Nome por que ficou conhecido o conflito armado, ocorrido entre 5 e 10 de junho de 1967, que opôs Israel e o Egito, estando este último incluído numa frente ao lado de países como Jordânia, Síria, Iraque, Koweit, Arábia Saudita, Argélia e Sudão.

Desde, pelo menos, o início do século XX que a situação política no Médio Oriente foi problemática, quer pelas tensões criadas entre os poderes autóctones e as potências coloniais ou administrantes, quer pelas tensões provocadas entre os vários países independentes que, entretanto, se foram formando. Após a Segunda Guerra Mundial, com a criação do estado de Israel no meio de um conjunto de estados de feição islâmica, a situação ganhou novos contornos.

A relação entre Israel e os seus vizinhos, que nunca foi totalmente pacífica, tornou-se mesmo o centro de muitas das tensões existentes, tendo sido neste contexto que a Guerra dos Seis Dias se inscreveu.

Os conflitos israelo-árabes tiveram lugar logo a partir de 1948, aquando da formação do Estado Israelita, tendo disputas territoriais como principais causas e o Egito como parte ativa nas ações militares.
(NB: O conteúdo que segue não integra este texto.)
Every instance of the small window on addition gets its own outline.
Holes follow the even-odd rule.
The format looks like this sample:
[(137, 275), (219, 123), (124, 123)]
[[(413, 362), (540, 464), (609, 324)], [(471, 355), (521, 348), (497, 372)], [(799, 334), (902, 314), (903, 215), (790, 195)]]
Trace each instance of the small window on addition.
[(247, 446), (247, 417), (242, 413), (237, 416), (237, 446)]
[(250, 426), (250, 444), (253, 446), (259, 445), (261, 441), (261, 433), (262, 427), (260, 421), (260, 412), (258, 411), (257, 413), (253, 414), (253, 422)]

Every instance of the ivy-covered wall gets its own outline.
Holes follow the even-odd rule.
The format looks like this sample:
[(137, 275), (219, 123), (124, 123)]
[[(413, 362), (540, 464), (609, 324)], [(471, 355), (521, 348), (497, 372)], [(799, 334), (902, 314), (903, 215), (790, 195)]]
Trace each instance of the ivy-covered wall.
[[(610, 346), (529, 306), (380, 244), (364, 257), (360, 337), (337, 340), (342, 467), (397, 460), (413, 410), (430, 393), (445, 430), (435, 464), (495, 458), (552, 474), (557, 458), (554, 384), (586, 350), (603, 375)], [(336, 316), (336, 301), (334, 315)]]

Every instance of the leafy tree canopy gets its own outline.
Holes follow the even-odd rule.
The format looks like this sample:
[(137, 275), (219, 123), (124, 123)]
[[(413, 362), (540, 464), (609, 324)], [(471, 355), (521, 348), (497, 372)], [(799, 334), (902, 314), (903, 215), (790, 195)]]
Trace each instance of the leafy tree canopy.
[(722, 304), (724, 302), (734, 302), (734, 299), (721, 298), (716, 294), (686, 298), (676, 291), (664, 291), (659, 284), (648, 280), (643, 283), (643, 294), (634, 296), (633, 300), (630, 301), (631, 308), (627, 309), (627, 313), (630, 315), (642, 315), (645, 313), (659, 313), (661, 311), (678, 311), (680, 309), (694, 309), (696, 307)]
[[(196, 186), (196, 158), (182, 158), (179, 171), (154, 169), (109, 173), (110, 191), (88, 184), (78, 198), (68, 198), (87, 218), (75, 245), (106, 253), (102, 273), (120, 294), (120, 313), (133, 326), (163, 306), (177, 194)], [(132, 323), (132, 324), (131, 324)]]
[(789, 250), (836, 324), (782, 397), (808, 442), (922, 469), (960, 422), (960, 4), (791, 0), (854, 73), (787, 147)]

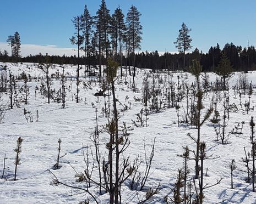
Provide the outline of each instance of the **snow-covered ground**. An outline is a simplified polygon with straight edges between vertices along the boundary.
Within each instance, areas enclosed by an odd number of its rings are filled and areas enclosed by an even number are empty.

As relações entre Israel e o Egito ficariam posteriormente ainda mais fragilizadas por um outro conflito, desencadeado em 1956, que ficou conhecido por crise do Suez.

Na sequência de diversas ofensivas, com destaque para os bombardeamentos sírios de povoações israelitas, Israel abateu, em inícios de 1967, diversos aviões inimigos. Em resposta, o Egito mobilizou tropas para a fronteira, ameaçando desencadear nova invasão, e, em maio, fechou o acesso de Israel ao Mar Vermelho.
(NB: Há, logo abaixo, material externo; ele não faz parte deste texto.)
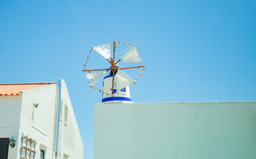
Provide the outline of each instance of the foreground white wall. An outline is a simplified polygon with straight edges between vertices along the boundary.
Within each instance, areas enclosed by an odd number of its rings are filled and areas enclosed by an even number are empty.
[[[45,158],[53,158],[53,129],[57,84],[25,90],[22,93],[21,126],[19,139],[22,133],[37,142],[35,158],[40,158],[40,150],[45,149]],[[33,103],[39,106],[33,111]],[[19,152],[21,142],[17,142]]]
[[[21,117],[21,97],[0,96],[0,138],[13,136],[16,142],[19,140],[19,129]],[[18,148],[9,146],[8,158],[18,158]]]
[[[95,105],[94,159],[255,158],[256,101]]]

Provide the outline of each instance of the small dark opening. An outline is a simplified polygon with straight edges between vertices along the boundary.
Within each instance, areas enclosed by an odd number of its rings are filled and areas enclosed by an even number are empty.
[[[0,158],[8,158],[9,138],[0,138]]]

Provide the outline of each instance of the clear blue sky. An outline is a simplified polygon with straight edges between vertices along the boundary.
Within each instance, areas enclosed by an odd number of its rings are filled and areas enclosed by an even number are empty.
[[[147,66],[135,102],[256,100],[255,1],[0,1],[0,83],[67,84],[93,158],[91,46],[136,44]]]

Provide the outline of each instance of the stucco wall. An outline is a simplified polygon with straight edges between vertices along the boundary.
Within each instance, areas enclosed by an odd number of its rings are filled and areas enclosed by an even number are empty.
[[[46,146],[46,158],[53,158],[56,95],[57,84],[27,89],[22,93],[19,139],[23,133],[36,140],[35,158],[40,158],[42,145]],[[34,111],[33,103],[39,104]],[[19,150],[21,145],[19,142]]]
[[[19,142],[21,105],[21,95],[0,96],[0,138],[13,136]],[[9,146],[8,158],[17,158],[17,146]]]
[[[94,159],[255,158],[256,101],[95,105]]]

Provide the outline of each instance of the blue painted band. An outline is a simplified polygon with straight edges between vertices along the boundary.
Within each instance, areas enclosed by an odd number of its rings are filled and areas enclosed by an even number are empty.
[[[116,75],[114,75],[114,76],[116,76]],[[106,76],[106,77],[104,77],[103,80],[104,80],[105,78],[112,78],[112,77],[113,77],[112,75],[108,75],[108,76]]]
[[[106,97],[106,98],[102,99],[102,102],[109,101],[132,101],[132,99],[130,98],[124,97]]]

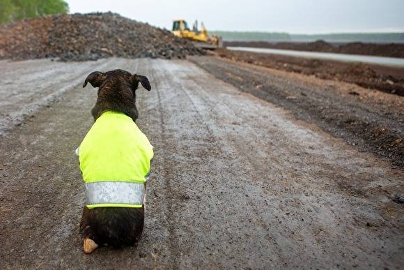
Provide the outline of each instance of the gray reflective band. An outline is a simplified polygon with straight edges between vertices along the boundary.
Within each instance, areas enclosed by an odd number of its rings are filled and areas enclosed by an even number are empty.
[[[102,181],[86,183],[86,204],[143,204],[144,183]]]

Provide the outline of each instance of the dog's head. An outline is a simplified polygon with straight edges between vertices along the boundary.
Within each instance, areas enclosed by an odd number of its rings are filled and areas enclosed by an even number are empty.
[[[93,87],[98,87],[98,97],[91,114],[96,120],[104,112],[112,110],[125,114],[137,119],[135,91],[140,82],[146,89],[151,89],[146,76],[130,74],[127,71],[116,69],[104,73],[95,71],[87,76],[83,87],[89,82]]]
A aviação israelita, porém, numa operação relâmpago, eliminou a 5 de junho a aviação egípcia, apanhada de surpresa no solo. Em três horas, a guerra ficou praticamente resolvida. Dominando o ar, as forças israelitas, sob o comando do general Yitzhak Rabin, neutralizaram o exército inimigo em poucos dias.
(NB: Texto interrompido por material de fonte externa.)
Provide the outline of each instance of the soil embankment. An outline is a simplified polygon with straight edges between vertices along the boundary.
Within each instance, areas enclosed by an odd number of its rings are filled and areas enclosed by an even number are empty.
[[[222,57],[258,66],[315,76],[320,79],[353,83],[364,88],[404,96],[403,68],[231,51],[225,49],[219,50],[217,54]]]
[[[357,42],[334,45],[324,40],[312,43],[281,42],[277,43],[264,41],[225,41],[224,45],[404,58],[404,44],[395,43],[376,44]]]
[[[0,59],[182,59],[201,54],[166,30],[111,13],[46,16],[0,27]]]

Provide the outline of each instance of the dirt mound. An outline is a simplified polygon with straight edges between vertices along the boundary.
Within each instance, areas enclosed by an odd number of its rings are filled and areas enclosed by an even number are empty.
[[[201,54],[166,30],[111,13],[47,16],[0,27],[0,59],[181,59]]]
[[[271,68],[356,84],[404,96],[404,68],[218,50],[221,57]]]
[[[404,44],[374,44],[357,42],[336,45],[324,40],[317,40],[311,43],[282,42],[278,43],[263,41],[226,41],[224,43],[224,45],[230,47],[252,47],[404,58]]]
Com esta vitória categórica, Israel impôs-se aos seus vizinhos árabes, conquistando os Montes Golan à Síria e os territórios de Jerusalém Oriental e a Faixa Ocidental à Jordânia, que tinha apoiado o Egito.

A supremacia israelita, porém, se foi afirmada, não tardaria a ser de novo posta em causa, em conflitos com os países árabes em 1973 e 1982. A própria presença de Israel nos chamados territórios ocupados foi repetidas vezes objeto de diversas rondas de negociações diplomáticas, nomeadamente para discutir a questão da Palestina.